Convincing people to make lifestyle-changing commitments to transit is a multi-faceted challenge. There are some bright folks who are offering creative solutions. But there may also be transit agencies which are failing to address the problem.
One can make two types of decision regarding transit use. Let’s call them “daily use” and “everyday use”. Both are based on rational assessments of the cost and convenience of transit versus car. Both are good for traffic congestion, air quality, etc. But the everyday use decision is far more important to urbanism and to the world.
Daily use is the decision to take transit for a particular trip, without a commitment beyond the current day.
For the first five years of my career, I rode BART from Walnut Creek to San Francisco nearly every workday. I didn’t make that decision because of any grand philosophical justification or government dictate. I rode BART because it was cheaper than paying for gasoline, bridge tolls, and parking. Plus I preferred spending my morning commute reading the San Francisco Chronicle instead of watching brake lights. My morning memories of those years are mostly Herb Caen and Armistead Maupin.
But despite riding BART to work nearly every day, I still had a car. I had to live in a home at which parking was available. And I continued to paying for insurance, maintenance, etc. On any particular morning, I could have chosen to drive to work instead of riding BART. And sometimes I did so because of post-work commitments. I was a car-owner who happened to use transit regularly.
Today, I still make daily use calculations several times a month. When considering a meeting or athletic event in the Bay Area, I think about transit options versus driving, considering cost and convenience. And I still have a car in the driveway.

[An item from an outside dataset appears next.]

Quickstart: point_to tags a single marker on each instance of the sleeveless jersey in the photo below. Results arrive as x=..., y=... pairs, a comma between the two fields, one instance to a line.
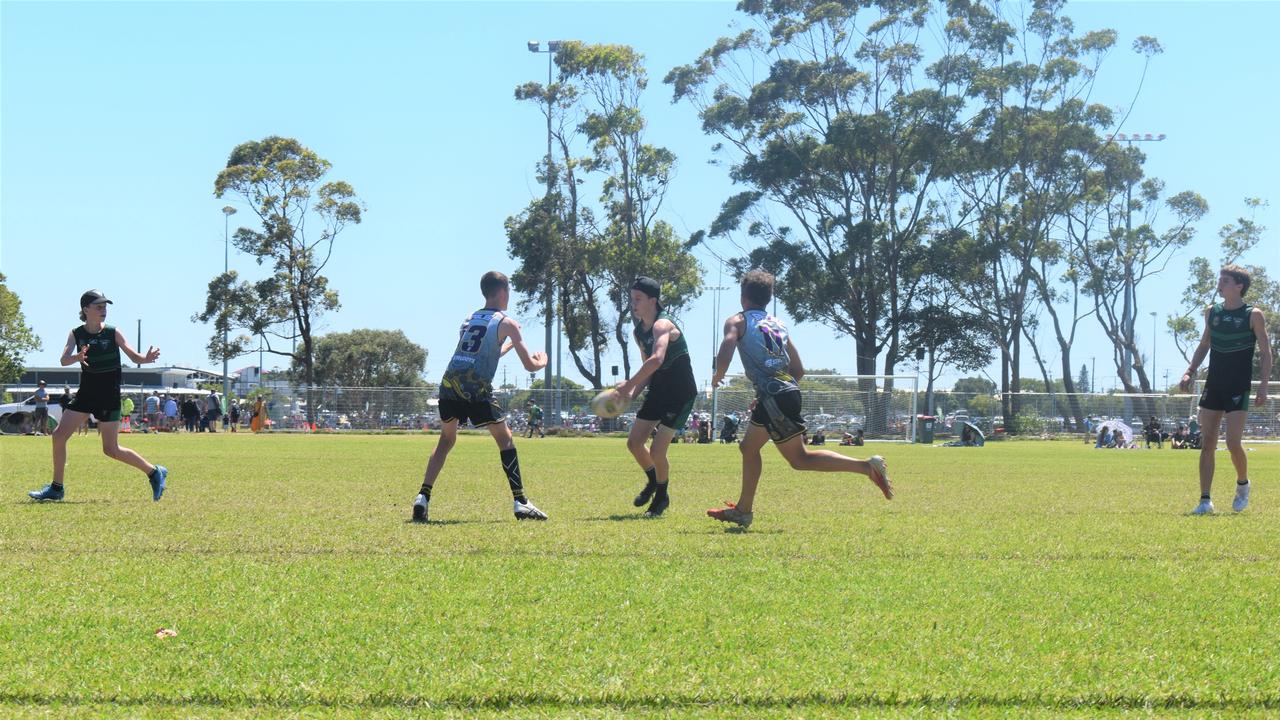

But there is another more profound decision that can be made. To have one fewer car in the household and to instead rely exclusively on transit. (I’m using “transit” as shorthand for a comprehensive car non-ownership strategy. Transit alone is rarely sufficient for living with one fewer car in the garage. But it can be an essential element of a strategy that might also include a personal bicycle, bike share, taxis, CityShare Cars, etc.)
Historically, the “one fewer car” strategy was usually conceived as a family finding a way to make do with one vehicle instead of two. But the millennial generation is beginning to show us that a car reduction from one to zero is also a possibility.
The cost savings of making an everyday transit decision and pruning a car can be large. Not only are the car purchase, maintenance, and insurances costs eliminated, but if one lives in a cutting-edge setting where housing and parking have been decoupled, the cost of a parking space can also be dropped. If the parking is structured, the savings can be $20,000 or more.
But the decision to do with one fewer car is more complex that deciding to walk to a bus stop Monday through Friday. It’s about assembling a cost-effective strategy for all the needs of living, from weekly grocery shopping to the delivery of a large screen television to taking a weekend in the wine country. If the obstacles to any of those tasks become overly burdensome, it’s easy to buy a car, secure parking, rejoin the masses, and resume adding traffic congestion to the streets and greenhouse gases to the atmosphere.
So providing ways to facilitate the everyday transit decision is good public policy. Some folks take the charge seriously.
Hacienda, a mixed-use project in Pleasanton that will someday host almost 20,000 on-site workers and nearly 4,000 residents, has taken a step in the right direction. In partnership with City CarShare and Schneider Electric, and under the review of UC Berkeley, a fleet of electric vehicles has been made available to the residents and workers.
Need to make a business trip to San Francisco, go to lunch with co-workers, or visit a hardware store during a break? An electric car is available.
It’s still a trial effort. The long-term implementation is still uncertain, including details such who covers the cost. But it’s a creative idea that makes living without a personal vehicle one step easier.
Contrast that to some of the North Bay thinking. Now that it’s commonly understood that the widening of Highway 101 remains at least seven years away, there is additional regional hope that the coming SMART train can be part of a comprehensive strategy to do with fewer personal vehicles.
Early on, SMART seemed to embrace the challenge. Management talked of shuttles that would deliver passengers from stations to places of employment. And SMART was an active participant in land planning efforts to add transit-oriented development near the stations.
More recently, both initiatives seem to have faded. I recently heard a rumor that no funding would be available for shuttles. And despite the Petaluma Station Area Plan having been adopted nearly a year ago, the SMART parcel adjoining the downtown Petaluma train station hasn’t been made available to developers.
I don’t sit at the SMART management table, but I think a train can be a good regional addition. And I sympathize with SMART’s problem. The long-range planning assumed a continued robust economy that would generate solid sales tax revenues. The economy hasn’t been robust and may still be years from being as strong as hoped during the planning.
Nonetheless, the SMART goal should be to facilitate non-car lifestyles. At present, SMART seems to believe that delivering a working train that may encourage daily use will be adequate. It’s not. We need a system that will encourage everyday use. Shuttles, transit-oriented development, and a big picture strategy are required. And they’re required now.
The Hacienda electric car program isn’t a complete solution, but it can be part of a complete solution. Which seems to be more than SMART is currently offering.